Porque essas são apenas algumas das situações que eu já vivi ao longo da vida. Isso porque no último recenseamento de raça do Padecendo eu fui considerada branca. Porque eu tenho a pele clara. Imagina quem tem a pele escura. Aliás, imagina não. Vamos contar algumas coisas que eu já ouvi das amigas apenas sobre a experiência na escola. Coisas como ser excluída pela professora, ou ouvir da professora que preto não aprende, ou ficar sozinha no recreio (sim, muitíssimo comum), ser chamada de preta suja, de macaca, agredida fisicamente, ter os cabelos puxados, ser jogada na lata de lixo, ser jogada do alto de uma escada. Isso só casos de amigas. Racismo existe no Brasil?
Então se você me perguntar: Racismo existe no Brasil?
Eu vou te responder: sim. Não só por casos assim, mas por muitos outros motivos. Mas quando uma pessoa branca me faz essa pergunta eu costumo contar essas histórias e as pessoas costumam dizer: não gente, isso não existe, ou não existe mais. E eu respondo: existe sim, se você tivesse nascido negro você saberia que existe e as pessoas fariam questão de te lembrar isso constantemente.
Então pode existir paranoia? É óbvio, porque racismo é um sistema pedagógico às avessas, você passa a vida ouvindo das pessoas que você é inferior, que você é diferente, que você tem que se colocar no seu lugar.
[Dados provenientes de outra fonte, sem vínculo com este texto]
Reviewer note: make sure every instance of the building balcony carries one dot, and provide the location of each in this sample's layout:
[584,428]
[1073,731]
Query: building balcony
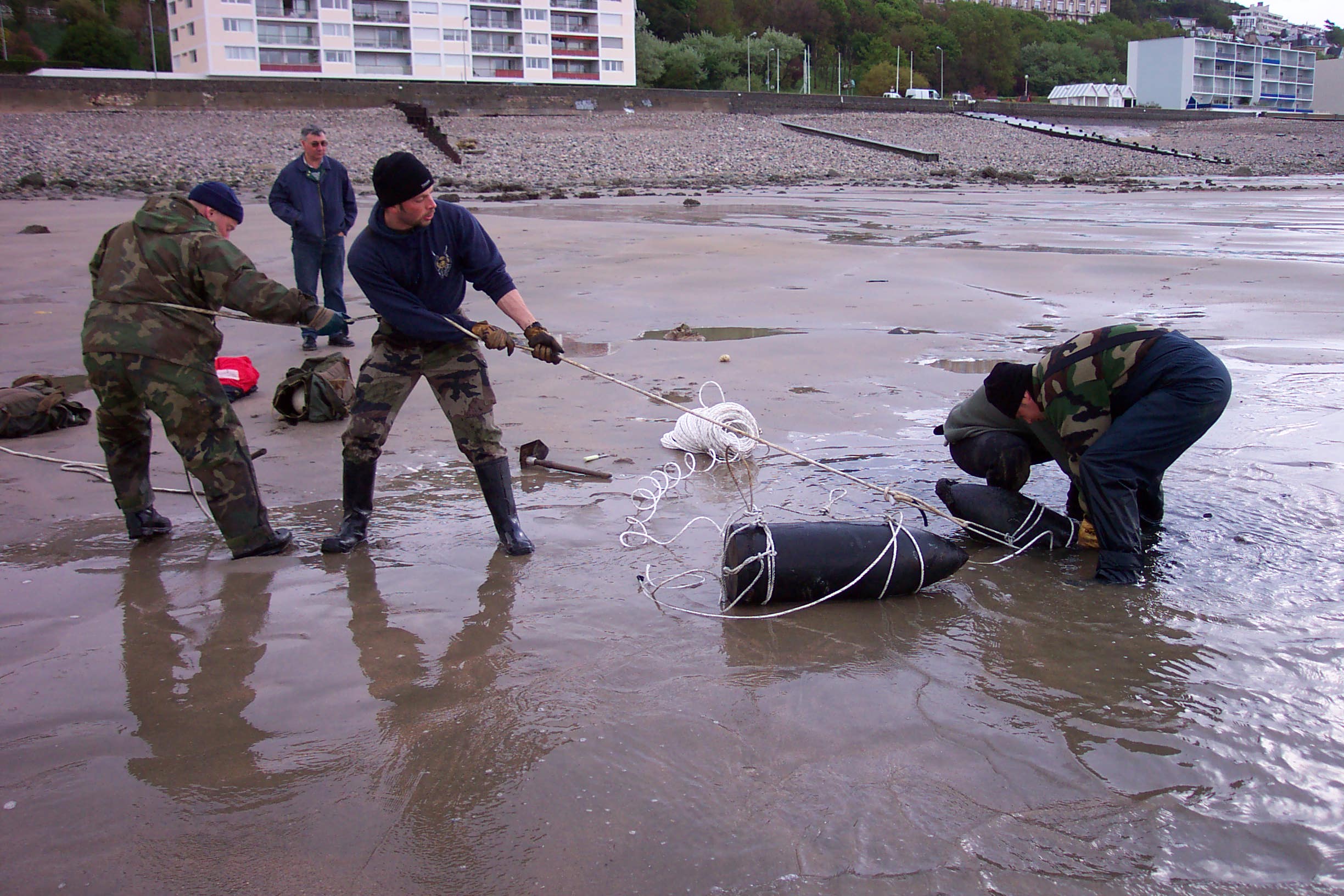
[383,18]
[382,70]
[266,11]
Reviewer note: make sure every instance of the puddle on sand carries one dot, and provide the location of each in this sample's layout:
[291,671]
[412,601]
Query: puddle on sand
[725,334]
[1276,355]
[962,365]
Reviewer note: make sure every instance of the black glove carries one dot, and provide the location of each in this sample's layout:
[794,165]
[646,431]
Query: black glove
[338,326]
[545,347]
[494,336]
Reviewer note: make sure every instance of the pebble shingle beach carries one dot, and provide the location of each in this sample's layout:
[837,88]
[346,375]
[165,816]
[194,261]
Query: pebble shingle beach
[113,152]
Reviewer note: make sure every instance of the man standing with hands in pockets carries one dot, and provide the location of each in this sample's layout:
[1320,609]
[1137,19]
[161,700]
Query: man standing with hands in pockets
[315,198]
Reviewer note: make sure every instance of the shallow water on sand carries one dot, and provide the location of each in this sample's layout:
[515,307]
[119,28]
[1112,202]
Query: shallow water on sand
[429,715]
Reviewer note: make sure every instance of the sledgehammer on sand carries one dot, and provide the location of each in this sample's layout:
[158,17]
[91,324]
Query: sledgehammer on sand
[534,455]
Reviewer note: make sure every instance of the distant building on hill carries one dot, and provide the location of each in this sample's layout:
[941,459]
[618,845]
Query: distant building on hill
[1330,85]
[479,41]
[1199,73]
[1111,96]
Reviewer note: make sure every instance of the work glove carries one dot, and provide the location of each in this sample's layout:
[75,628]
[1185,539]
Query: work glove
[328,323]
[494,336]
[1087,536]
[545,347]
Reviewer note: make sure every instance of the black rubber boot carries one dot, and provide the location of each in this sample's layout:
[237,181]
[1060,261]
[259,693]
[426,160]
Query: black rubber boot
[358,496]
[497,488]
[147,524]
[280,540]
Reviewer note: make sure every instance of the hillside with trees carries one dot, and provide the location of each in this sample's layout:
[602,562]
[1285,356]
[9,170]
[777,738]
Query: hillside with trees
[985,52]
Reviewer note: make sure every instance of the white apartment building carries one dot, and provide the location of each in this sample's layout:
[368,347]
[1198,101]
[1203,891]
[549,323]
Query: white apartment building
[1258,19]
[1177,73]
[478,41]
[1058,10]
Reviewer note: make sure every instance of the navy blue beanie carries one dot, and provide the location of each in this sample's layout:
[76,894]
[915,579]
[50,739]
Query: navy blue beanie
[218,197]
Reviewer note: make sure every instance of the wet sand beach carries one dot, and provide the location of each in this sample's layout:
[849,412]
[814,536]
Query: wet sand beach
[429,715]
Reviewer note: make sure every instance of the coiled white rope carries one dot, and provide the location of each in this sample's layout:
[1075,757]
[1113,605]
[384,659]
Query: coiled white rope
[709,432]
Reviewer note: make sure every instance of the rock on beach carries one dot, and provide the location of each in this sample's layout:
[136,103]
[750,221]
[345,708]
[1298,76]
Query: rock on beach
[110,152]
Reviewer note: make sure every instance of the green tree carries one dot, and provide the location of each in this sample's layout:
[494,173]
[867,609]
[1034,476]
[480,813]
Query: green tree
[878,80]
[1050,65]
[683,68]
[724,57]
[98,46]
[648,53]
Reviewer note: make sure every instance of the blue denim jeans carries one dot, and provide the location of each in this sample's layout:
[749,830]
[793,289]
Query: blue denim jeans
[313,257]
[1171,399]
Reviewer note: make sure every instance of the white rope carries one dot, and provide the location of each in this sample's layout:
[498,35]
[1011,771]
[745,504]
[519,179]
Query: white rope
[709,432]
[100,472]
[766,561]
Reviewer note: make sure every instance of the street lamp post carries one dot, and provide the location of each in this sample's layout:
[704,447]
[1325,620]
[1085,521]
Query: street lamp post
[154,50]
[749,61]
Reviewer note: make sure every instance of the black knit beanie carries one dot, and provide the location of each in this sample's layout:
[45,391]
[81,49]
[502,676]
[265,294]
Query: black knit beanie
[1006,386]
[398,178]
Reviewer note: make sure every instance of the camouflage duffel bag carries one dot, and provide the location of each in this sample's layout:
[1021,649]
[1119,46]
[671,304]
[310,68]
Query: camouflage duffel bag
[37,405]
[322,389]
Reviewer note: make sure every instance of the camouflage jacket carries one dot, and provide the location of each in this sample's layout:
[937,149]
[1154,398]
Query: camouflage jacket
[1074,382]
[170,253]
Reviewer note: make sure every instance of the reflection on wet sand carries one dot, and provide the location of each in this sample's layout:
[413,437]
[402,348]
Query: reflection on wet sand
[457,737]
[200,744]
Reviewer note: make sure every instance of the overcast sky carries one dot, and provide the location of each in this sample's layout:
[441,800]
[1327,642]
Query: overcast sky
[1306,13]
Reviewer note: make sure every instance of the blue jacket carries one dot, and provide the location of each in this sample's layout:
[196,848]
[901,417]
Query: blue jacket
[315,211]
[416,278]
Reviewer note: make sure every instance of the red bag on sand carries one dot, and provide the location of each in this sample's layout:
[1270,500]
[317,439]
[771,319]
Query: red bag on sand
[237,375]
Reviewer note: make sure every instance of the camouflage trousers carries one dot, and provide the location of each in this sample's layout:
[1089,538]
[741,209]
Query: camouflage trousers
[457,374]
[199,423]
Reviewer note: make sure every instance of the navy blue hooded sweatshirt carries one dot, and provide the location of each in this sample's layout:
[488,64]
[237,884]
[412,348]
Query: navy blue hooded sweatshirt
[315,211]
[416,278]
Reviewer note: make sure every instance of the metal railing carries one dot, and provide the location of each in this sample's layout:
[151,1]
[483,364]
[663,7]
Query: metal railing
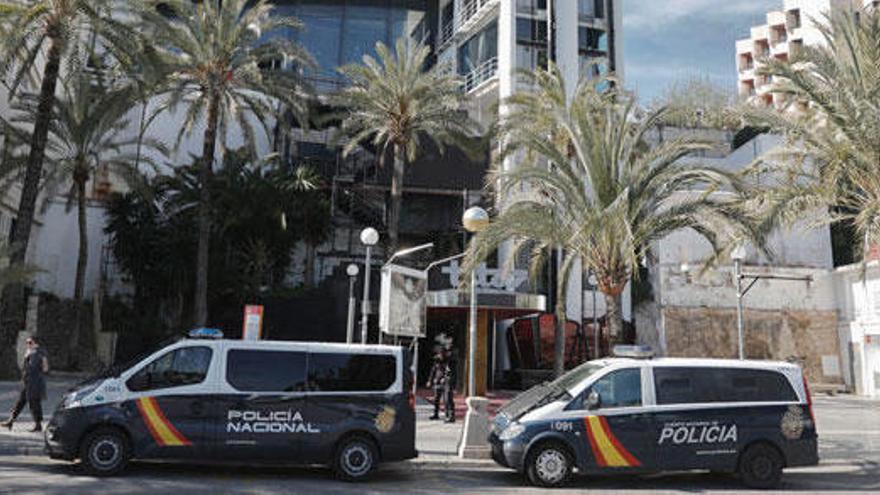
[480,74]
[446,33]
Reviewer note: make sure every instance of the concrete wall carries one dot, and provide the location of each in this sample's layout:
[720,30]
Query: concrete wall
[808,337]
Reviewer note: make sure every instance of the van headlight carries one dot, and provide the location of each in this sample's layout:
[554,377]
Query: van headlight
[74,399]
[512,431]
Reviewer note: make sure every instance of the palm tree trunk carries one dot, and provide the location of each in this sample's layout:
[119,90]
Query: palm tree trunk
[396,199]
[81,263]
[559,337]
[310,265]
[614,315]
[206,172]
[13,307]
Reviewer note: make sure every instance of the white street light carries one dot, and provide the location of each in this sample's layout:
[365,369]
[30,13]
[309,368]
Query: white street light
[474,220]
[738,255]
[369,238]
[476,422]
[352,270]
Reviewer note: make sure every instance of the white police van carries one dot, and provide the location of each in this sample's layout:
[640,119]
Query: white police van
[348,406]
[639,414]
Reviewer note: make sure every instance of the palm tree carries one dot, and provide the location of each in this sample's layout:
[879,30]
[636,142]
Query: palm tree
[312,213]
[587,185]
[219,68]
[87,135]
[39,37]
[831,157]
[396,105]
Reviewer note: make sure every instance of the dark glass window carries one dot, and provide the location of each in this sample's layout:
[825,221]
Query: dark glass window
[744,385]
[266,371]
[183,366]
[591,9]
[335,372]
[592,40]
[682,386]
[364,25]
[702,385]
[479,49]
[621,388]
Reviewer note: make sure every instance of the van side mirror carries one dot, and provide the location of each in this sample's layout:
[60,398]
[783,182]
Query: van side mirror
[140,381]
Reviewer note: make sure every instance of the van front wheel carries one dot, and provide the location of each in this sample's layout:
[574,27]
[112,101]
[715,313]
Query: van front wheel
[760,466]
[548,465]
[104,452]
[356,458]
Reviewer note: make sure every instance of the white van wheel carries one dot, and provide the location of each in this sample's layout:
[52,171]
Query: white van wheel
[104,452]
[548,465]
[356,458]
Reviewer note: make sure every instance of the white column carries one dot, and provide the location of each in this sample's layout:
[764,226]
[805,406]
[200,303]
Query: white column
[506,56]
[566,43]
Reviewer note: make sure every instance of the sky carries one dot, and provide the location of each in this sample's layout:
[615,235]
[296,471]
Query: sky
[669,40]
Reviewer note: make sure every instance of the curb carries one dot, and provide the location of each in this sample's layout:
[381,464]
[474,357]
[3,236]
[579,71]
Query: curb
[433,463]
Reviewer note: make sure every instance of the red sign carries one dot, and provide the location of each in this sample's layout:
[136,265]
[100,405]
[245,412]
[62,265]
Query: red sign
[253,323]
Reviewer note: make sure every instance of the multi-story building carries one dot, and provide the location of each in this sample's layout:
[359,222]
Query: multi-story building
[786,31]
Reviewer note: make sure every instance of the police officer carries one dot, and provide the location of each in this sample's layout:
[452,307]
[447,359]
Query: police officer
[437,381]
[33,391]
Então quando uma pessoa branca (como lugar de fala), diz pra uma pessoa negra (como lugar de fala): não é bem assim, isso não é racismo, a gente é igual, tudo colorido, a gente se pergunta: mas não foi você que me disse que era assim, a vida inteira? Não é você que continua me dizendo isso todo dia? O que mudou agora?
E eu te digo uma coisa, racismo é igual paquera. Desculpem a comparação. Mas com 12 anos, quando os sinais não são explícitos, você às vezes fica meio confusa, será que aquele cara tá me querendo? Com 40 você dificilmente se equivoca. Você pode chamar de paranoia, eu chamo de experiência de vida. É que o processo pedagógico foi bem sucedido.